The report itself seems to finally say what we've all been saying for a while now; the over-saturation of product is causing wallet-fatigue. People just don't want to spend money on magic anymore, let alone $1000 USD for the 30 year collector pack, which are effectively proxies.
All of this comes after the Q3 financial report, which reported a decrease in sales from the previous year.
https://hasbro.gcs-web.com/news-releases/news-release-details/hasbro-reports-third-quarter-financial-resultsWhat does this mean for us?First off, let's get this
out of the way; the game is not dying. Far from it. There are more magic players now than ever before, with an estimated 40 million players worldwide. It's still in a good spot, for now. This just means that Wizard's of the coast are going to need to modify their current market plan from pushing product non-stop to something more lax.
Second, there is a concern for the viability of this game in the long term. Anyone that knows even a little bit about marketing knows that the current
overload of releases is unsustainable. Wallet
fatigue is a real thing. For a while, I thought that Hasbro was going to try and sell-off Magic. Pumping out all of this product in the short term would inflate the company's perceived worth, which would sell it at a higher price. If that was the plan though, that ship may have sailed.
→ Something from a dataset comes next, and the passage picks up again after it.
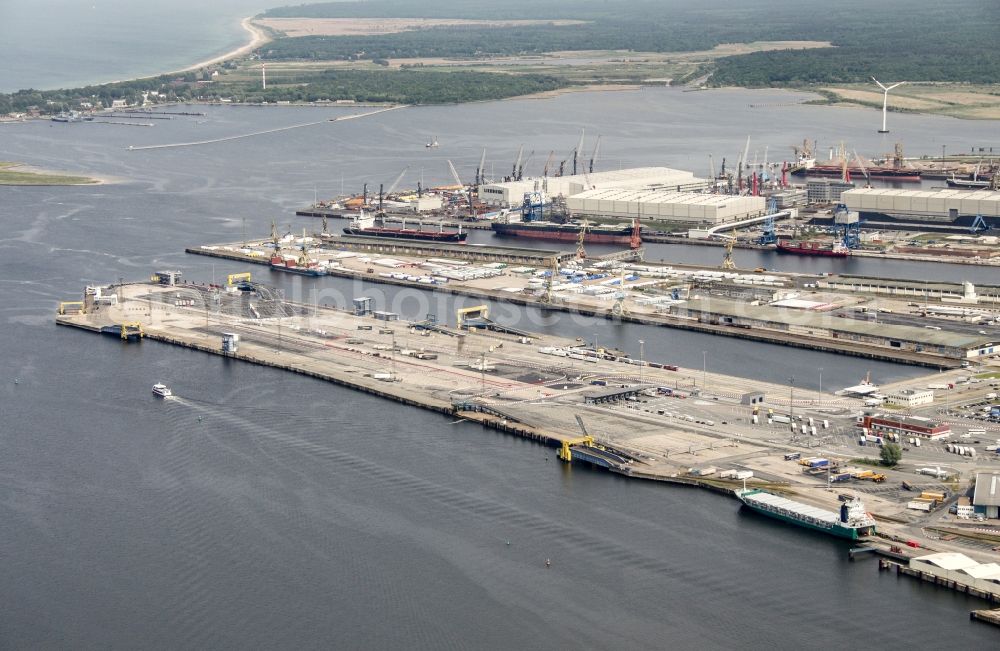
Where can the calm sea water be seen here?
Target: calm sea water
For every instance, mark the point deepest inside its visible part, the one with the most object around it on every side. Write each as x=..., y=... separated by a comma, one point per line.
x=262, y=509
x=69, y=43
Third, expect a lot of older players to switch away from Magic to other hobbies. Whether this is permanent or temporary is completely up to them. You may have seen it start already. When's the last time any of us heard from WizardSpartan, Marshstepper78, or DelverMage?
To close this all off, while Magic is currently falling in profitability, things usually uptick in Q4's holiday season. Hasbro is expecting to bounce back from this quarter, but only time will tell. We just have to wait, spend our money wisely, and always pay the 1.